On August 20, 2011 Luis BolaƱos Mures alerted me on a contest called 'The Thousand Year Game Design Challenge', organized by Daniel Solis.

I thought I had a good entry in Sygo, Nick Bentley joined with Catchup, Luis himself entered his intruiging connection game Yodd and Mark Steere entered his Dots & Boxes simplification Flume. I also invited Corey Clark to join with Slither, but he didn't react.

Still it was his game that got me thinking about simple placement & movement combinations such as for instance employed in Slither. It lead to a chain of associative ideas that solidified in Pylyx on August the 31st.
I decided on a placement stage wherein players alternately place a man on a square satisfiying the 'free row & column' condition, despite the fact that there's a turn order advantage to consider. The alternative would have been the 'Marquisian Method' that I previously had employed in the twin games Swish & Squeeze. But I felt that player interaction in the placement phase would be preferable. Immediately after its publication Phil Carmody replied to the effect that he saw stalemate as a potential problem.

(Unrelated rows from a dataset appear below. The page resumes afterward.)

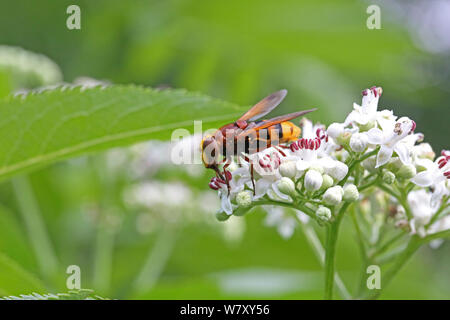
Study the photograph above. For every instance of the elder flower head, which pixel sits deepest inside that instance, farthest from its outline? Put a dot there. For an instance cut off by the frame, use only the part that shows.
(367, 112)
(389, 137)
(435, 175)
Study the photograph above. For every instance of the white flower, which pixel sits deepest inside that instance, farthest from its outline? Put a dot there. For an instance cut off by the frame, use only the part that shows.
(277, 218)
(323, 213)
(236, 181)
(435, 175)
(422, 210)
(389, 137)
(267, 164)
(288, 169)
(244, 198)
(358, 142)
(333, 195)
(368, 110)
(286, 186)
(335, 130)
(307, 152)
(440, 225)
(351, 193)
(313, 180)
(337, 171)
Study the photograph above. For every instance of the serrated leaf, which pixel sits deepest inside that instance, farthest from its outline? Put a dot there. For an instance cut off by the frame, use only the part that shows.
(52, 125)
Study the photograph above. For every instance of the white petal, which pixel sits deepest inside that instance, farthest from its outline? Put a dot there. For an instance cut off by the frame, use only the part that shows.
(302, 165)
(356, 116)
(326, 162)
(278, 192)
(384, 155)
(226, 204)
(261, 187)
(439, 191)
(424, 178)
(375, 136)
(403, 153)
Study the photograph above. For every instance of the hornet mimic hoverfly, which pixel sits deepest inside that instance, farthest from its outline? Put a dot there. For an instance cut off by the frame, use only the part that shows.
(247, 136)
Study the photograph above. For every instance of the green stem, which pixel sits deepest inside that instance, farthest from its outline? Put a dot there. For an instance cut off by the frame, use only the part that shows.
(315, 244)
(387, 244)
(38, 236)
(332, 233)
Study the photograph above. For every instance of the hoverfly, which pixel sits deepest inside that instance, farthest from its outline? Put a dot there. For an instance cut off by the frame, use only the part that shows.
(247, 136)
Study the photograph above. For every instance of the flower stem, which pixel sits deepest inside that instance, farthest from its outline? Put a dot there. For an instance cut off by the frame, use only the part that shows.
(318, 250)
(332, 233)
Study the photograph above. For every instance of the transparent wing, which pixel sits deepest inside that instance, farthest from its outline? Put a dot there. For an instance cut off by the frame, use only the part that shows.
(264, 106)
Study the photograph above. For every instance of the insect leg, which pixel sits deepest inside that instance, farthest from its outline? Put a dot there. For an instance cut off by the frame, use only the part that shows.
(252, 178)
(280, 151)
(227, 174)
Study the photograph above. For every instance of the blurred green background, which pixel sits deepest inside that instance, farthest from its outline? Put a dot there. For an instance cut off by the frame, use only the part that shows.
(240, 51)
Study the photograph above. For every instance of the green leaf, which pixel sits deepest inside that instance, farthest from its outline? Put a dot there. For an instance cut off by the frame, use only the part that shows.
(81, 294)
(44, 127)
(15, 279)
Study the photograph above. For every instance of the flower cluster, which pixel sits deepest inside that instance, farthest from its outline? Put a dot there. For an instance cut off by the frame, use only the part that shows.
(328, 168)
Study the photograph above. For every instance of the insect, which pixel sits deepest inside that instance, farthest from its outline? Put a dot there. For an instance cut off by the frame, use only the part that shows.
(247, 136)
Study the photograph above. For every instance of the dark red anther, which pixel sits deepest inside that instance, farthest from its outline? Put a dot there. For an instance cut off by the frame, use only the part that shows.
(293, 146)
(317, 143)
(374, 90)
(213, 186)
(219, 180)
(301, 143)
(413, 126)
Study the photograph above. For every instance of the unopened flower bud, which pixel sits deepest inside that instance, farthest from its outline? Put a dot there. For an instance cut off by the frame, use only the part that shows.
(358, 142)
(323, 213)
(286, 186)
(366, 127)
(407, 171)
(288, 169)
(233, 166)
(335, 130)
(327, 182)
(222, 216)
(344, 138)
(333, 195)
(338, 171)
(388, 177)
(317, 168)
(313, 180)
(244, 198)
(351, 193)
(299, 185)
(369, 164)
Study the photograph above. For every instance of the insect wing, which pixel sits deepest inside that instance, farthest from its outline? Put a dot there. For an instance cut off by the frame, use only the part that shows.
(264, 106)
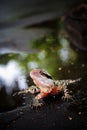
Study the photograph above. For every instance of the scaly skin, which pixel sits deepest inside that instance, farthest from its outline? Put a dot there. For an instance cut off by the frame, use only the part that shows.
(48, 86)
(45, 85)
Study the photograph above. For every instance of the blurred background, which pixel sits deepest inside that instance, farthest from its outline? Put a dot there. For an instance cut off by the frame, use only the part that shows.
(46, 34)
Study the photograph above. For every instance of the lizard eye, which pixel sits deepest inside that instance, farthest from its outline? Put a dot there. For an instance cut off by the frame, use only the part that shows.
(44, 73)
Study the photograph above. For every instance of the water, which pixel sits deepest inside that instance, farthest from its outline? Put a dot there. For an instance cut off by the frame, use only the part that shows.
(22, 51)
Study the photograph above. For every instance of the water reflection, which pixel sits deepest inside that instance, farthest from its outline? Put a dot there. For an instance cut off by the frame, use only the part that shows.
(10, 75)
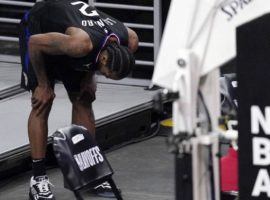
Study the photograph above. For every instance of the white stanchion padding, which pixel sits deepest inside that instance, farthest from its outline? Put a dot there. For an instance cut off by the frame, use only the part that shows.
(208, 27)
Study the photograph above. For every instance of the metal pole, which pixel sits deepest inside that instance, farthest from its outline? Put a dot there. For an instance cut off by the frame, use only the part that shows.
(157, 26)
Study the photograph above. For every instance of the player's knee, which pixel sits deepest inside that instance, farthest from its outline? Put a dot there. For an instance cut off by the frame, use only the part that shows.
(83, 99)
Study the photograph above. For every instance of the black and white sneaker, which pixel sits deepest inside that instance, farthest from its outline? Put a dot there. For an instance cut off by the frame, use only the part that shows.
(40, 189)
(104, 190)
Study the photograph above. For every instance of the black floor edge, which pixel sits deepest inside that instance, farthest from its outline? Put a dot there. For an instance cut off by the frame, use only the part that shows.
(110, 131)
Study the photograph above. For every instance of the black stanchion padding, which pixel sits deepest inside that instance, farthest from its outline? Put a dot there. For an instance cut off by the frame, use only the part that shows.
(82, 163)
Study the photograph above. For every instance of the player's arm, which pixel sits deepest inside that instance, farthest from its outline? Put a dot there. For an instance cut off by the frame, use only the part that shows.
(133, 40)
(75, 43)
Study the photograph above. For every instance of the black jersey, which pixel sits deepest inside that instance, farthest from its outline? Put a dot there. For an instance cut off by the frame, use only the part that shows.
(58, 15)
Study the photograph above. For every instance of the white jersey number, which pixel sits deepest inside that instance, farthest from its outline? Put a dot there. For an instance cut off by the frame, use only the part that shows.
(84, 7)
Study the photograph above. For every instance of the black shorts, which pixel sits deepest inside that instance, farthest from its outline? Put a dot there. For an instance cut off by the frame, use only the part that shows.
(72, 79)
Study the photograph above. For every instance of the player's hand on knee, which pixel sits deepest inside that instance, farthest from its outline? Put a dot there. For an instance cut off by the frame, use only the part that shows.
(42, 98)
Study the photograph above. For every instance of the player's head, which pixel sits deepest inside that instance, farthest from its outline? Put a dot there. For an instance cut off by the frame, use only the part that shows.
(116, 61)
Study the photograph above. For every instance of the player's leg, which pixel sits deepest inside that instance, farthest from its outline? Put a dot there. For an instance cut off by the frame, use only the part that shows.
(37, 124)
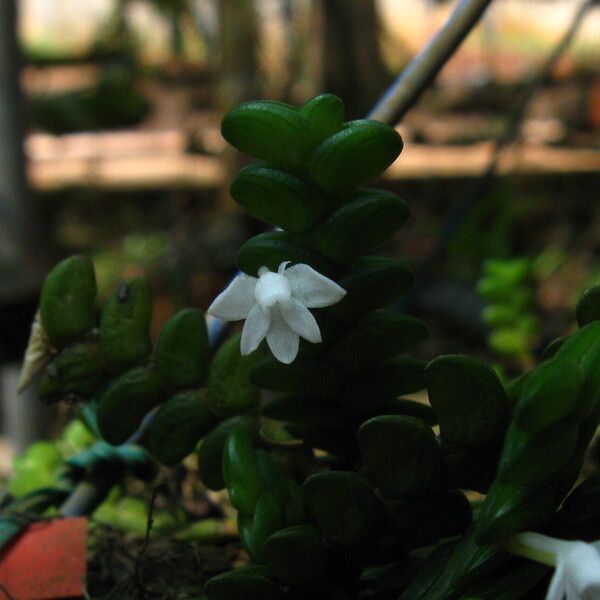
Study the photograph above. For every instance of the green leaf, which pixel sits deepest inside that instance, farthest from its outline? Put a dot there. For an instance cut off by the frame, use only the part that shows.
(125, 324)
(296, 554)
(343, 506)
(468, 399)
(230, 390)
(67, 300)
(241, 471)
(371, 218)
(126, 401)
(76, 371)
(425, 519)
(401, 456)
(358, 153)
(550, 395)
(308, 412)
(268, 517)
(588, 307)
(210, 453)
(390, 277)
(377, 338)
(181, 354)
(178, 426)
(279, 198)
(271, 249)
(511, 508)
(272, 131)
(246, 583)
(325, 115)
(536, 458)
(308, 375)
(376, 388)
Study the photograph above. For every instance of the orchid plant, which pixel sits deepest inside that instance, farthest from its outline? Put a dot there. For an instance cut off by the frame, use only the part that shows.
(345, 486)
(275, 306)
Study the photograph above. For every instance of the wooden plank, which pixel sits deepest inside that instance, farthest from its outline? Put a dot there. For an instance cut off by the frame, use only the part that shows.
(423, 161)
(158, 159)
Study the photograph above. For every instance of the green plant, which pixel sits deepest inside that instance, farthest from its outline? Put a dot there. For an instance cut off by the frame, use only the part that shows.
(343, 487)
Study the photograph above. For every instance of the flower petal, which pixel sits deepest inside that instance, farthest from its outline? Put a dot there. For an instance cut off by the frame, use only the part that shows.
(236, 300)
(311, 288)
(300, 319)
(557, 588)
(282, 340)
(255, 329)
(582, 570)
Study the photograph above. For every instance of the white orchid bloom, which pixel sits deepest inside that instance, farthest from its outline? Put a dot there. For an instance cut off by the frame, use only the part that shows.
(577, 564)
(275, 306)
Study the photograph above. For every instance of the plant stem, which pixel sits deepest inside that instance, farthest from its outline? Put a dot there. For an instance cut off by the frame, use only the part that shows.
(423, 68)
(535, 546)
(88, 495)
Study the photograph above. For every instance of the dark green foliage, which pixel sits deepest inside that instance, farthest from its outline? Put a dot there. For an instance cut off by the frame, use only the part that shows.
(325, 115)
(306, 375)
(306, 411)
(271, 249)
(279, 198)
(247, 583)
(230, 391)
(241, 471)
(377, 387)
(377, 338)
(390, 277)
(126, 401)
(76, 373)
(181, 354)
(67, 300)
(432, 517)
(296, 554)
(369, 219)
(125, 324)
(272, 131)
(588, 307)
(401, 456)
(549, 395)
(210, 455)
(344, 507)
(468, 399)
(361, 151)
(178, 425)
(342, 488)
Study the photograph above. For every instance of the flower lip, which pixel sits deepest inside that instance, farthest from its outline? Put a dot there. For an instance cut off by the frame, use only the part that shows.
(272, 288)
(275, 306)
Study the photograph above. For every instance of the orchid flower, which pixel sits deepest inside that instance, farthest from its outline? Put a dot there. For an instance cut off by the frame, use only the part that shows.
(577, 564)
(275, 306)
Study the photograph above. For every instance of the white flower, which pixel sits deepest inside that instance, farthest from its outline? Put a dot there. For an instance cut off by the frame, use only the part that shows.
(275, 306)
(577, 564)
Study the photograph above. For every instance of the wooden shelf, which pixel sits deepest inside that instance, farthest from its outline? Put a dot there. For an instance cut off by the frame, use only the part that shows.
(139, 160)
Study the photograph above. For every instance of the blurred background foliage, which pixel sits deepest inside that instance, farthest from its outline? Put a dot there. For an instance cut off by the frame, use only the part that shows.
(122, 101)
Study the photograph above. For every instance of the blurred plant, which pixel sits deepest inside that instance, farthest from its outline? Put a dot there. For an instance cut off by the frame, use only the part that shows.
(137, 253)
(507, 288)
(333, 460)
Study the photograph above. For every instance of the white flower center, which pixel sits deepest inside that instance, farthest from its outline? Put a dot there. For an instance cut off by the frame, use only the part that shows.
(272, 288)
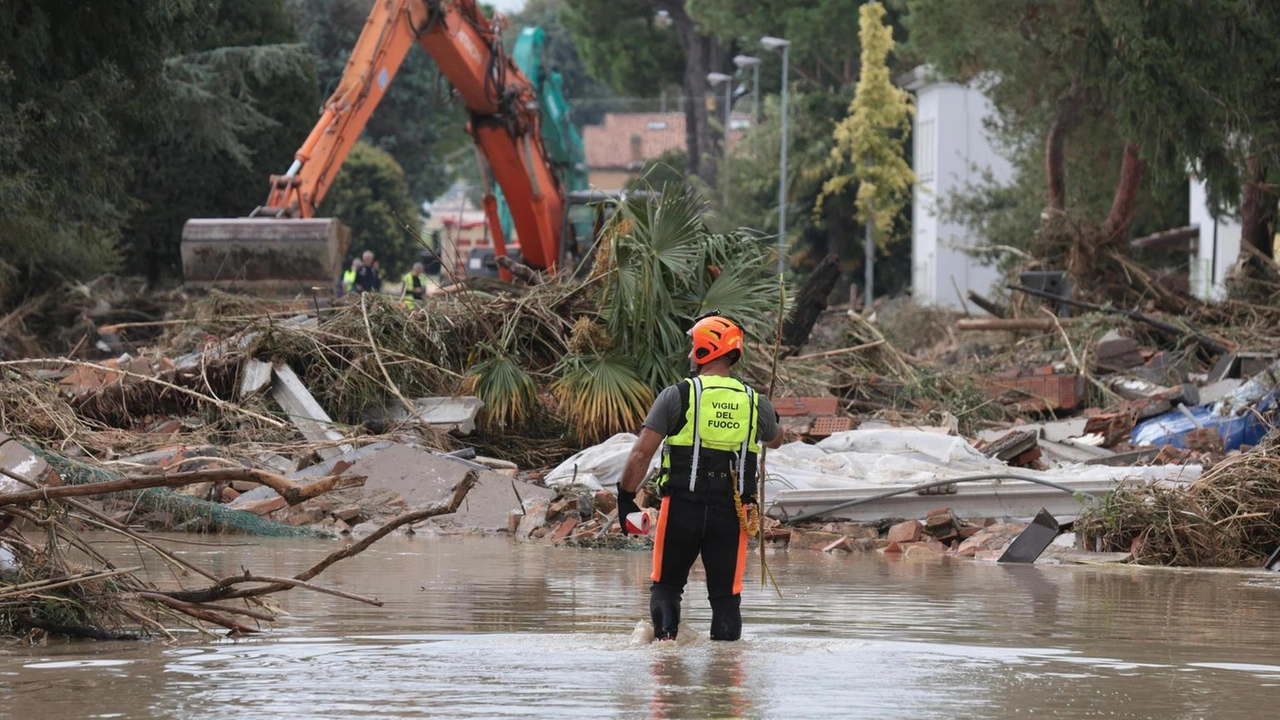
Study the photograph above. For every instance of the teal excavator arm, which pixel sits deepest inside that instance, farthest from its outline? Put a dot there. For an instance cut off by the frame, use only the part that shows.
(560, 137)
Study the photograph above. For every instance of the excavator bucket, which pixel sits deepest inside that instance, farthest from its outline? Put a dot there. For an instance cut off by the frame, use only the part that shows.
(264, 255)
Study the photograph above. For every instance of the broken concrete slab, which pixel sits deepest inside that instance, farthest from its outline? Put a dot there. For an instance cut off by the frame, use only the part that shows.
(214, 352)
(21, 461)
(1063, 452)
(1116, 352)
(423, 478)
(255, 377)
(1056, 431)
(306, 414)
(1032, 542)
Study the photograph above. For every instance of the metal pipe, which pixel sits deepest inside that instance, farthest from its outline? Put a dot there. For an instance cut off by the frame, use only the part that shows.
(728, 110)
(871, 245)
(782, 178)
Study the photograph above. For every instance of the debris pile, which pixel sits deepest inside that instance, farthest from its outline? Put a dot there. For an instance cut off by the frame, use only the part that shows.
(55, 582)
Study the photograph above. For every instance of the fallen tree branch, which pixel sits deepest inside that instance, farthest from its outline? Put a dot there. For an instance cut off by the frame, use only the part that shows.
(1008, 324)
(220, 404)
(182, 606)
(378, 358)
(840, 351)
(41, 586)
(1202, 340)
(991, 306)
(225, 589)
(292, 492)
(201, 614)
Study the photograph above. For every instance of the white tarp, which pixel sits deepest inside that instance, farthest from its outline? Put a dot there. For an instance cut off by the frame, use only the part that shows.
(860, 459)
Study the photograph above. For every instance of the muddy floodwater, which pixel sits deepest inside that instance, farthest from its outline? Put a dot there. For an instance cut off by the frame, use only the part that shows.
(485, 628)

I agreed and as yet gave columns the previously considered option to split, moving only the top part according to its height. It means that an immobile column will always have mobile top parts.
After a week I decided to add the four 10x1 sidebars to the board, excluding them from the initial set-up, but including them in the playing area. It puts an end to attempts to immediately wall in a single on the edge completely.

And then I decided, as far as inventing games goes, to call it a day. I did that before and of course you can never know, but I feel drained of ambition. It's hard to beat Symple and Sygo, and Pylyx didn't seem to bad a game to finish with. It wasn't to be though. It's in the blood and I was to go on till 2018.